I will read what he said: I have a suggestion to make after the noble Duke has finished his remarks, which I have no doubt your Lordships would like to hear. It may guide his remarks if I tell him that there is certainly no desire on the part of the Government to be unreasonable in this matter. We are quite unable to accept the proposal that the deduction should be increased to 7½ per cent., but I can assure your Lordships that if a case is made out for a slight increase in the pools, the Government will certainly consider the matter further at a later stage. Part of the difficulty of putting down Amendments on Report, after Committee stage, is that there is no Order Paper in this House from Friday morning until Tuesday morning, and therefore if shortly after the Committee stage the Report stage is put down for the following Tuesday morning, unless Amendments are put down almost immediately they cannot be in the Amendment Paper until Tuesday morning. I heard that the noble Marquess was not going himself to propose an Amendment of the 7½ per cent, which was ready to be put down for the purpose of raising discussion and explanation, but that he would prefer that the proposal should be made by myself on behalf of the noble Duke.

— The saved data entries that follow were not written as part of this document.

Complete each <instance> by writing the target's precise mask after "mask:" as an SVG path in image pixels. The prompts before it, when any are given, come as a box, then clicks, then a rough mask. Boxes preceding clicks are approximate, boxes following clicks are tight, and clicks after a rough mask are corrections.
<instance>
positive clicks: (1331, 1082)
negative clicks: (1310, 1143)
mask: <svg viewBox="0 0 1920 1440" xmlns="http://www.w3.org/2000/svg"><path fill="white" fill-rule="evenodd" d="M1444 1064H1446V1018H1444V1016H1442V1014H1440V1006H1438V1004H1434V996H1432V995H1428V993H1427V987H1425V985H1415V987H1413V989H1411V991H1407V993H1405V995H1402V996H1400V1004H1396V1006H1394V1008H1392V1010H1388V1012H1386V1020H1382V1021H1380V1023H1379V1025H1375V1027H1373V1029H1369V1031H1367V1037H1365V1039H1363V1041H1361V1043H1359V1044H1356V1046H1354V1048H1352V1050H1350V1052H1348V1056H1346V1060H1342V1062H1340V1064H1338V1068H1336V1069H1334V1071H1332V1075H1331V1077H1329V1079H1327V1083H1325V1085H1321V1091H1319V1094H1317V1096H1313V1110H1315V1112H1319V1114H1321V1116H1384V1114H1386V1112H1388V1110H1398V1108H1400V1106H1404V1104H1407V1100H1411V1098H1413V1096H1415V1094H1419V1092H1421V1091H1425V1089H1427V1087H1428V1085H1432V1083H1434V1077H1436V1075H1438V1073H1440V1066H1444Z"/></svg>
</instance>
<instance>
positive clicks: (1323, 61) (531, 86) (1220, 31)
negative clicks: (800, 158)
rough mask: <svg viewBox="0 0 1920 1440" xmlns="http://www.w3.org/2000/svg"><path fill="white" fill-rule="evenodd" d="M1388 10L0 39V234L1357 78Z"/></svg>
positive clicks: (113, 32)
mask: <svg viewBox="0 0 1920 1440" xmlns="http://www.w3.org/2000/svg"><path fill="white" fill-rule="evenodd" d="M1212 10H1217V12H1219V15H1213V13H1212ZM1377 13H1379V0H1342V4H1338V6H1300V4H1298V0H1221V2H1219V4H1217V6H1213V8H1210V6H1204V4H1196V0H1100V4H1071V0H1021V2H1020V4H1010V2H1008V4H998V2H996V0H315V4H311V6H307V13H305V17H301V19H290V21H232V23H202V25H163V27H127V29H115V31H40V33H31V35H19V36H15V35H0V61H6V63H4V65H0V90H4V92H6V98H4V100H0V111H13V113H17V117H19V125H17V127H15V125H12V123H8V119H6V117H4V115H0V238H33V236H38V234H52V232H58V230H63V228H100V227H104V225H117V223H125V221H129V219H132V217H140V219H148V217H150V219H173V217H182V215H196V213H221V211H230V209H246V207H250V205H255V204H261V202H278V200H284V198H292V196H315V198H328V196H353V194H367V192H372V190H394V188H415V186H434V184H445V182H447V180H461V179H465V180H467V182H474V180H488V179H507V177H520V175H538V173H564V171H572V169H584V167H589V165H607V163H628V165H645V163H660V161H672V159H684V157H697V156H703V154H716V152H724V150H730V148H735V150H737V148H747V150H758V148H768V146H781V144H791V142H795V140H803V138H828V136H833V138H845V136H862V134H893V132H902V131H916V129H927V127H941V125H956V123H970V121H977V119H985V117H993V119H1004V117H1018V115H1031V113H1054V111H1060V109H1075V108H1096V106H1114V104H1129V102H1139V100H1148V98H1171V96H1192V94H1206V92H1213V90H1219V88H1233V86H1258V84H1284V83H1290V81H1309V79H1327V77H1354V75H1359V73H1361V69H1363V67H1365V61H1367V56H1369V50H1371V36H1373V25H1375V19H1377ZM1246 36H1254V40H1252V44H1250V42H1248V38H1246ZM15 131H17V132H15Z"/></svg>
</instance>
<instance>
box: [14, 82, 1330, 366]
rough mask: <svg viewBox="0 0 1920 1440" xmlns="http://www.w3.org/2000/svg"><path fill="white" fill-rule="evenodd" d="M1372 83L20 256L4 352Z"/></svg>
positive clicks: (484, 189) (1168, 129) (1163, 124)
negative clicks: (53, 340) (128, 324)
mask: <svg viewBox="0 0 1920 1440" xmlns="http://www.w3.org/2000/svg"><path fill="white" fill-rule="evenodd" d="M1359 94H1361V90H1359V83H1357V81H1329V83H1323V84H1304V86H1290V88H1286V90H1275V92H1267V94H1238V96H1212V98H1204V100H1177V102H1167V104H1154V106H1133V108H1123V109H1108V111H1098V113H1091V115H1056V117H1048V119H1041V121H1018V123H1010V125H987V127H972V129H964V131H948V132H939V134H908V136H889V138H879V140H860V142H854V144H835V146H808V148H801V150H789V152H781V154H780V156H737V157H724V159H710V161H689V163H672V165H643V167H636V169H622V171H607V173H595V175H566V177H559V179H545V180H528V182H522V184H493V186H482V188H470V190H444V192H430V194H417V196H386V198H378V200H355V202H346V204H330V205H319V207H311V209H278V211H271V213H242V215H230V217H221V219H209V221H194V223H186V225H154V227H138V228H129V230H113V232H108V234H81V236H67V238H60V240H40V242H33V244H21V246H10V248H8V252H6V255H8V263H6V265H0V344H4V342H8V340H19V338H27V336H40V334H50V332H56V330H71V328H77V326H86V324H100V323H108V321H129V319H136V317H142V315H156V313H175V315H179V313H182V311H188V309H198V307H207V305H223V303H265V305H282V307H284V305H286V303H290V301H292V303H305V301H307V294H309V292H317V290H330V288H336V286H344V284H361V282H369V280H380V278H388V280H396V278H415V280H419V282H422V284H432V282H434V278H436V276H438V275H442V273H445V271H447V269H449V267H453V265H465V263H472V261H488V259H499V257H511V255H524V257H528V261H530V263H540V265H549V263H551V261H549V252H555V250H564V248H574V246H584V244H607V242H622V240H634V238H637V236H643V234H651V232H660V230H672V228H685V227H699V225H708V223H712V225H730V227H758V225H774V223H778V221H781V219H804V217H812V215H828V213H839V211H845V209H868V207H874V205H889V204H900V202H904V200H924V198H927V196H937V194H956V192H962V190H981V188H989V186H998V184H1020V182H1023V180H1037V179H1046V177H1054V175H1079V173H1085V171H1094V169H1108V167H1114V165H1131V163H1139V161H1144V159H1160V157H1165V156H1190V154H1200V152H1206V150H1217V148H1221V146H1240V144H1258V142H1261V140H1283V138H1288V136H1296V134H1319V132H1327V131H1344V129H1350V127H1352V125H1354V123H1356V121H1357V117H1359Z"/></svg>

Accordingly I handed to him the proposal to be made, and I emphasised it with argument and appeal to the figures which the noble Duke had used after the concession had been made on the Committee stage, and the noble Marquess was able to accept a proposal which was certainly in three Amendments, though practically all one, for a slight amelioration of the amount allowed in percentages and breakages. I am not going into the question whether the concessions given to this industry were sufficient to enable it to be run at a profit, but I merely wish to explain how it was that the manuscript Amendments were handed in on the Tuesday afternoon when the Report stage of the Bill was taken in this House.

On Question, Bill read 3a.

Amendments (Privilege) made.

Bill passed, and sent to the Commons.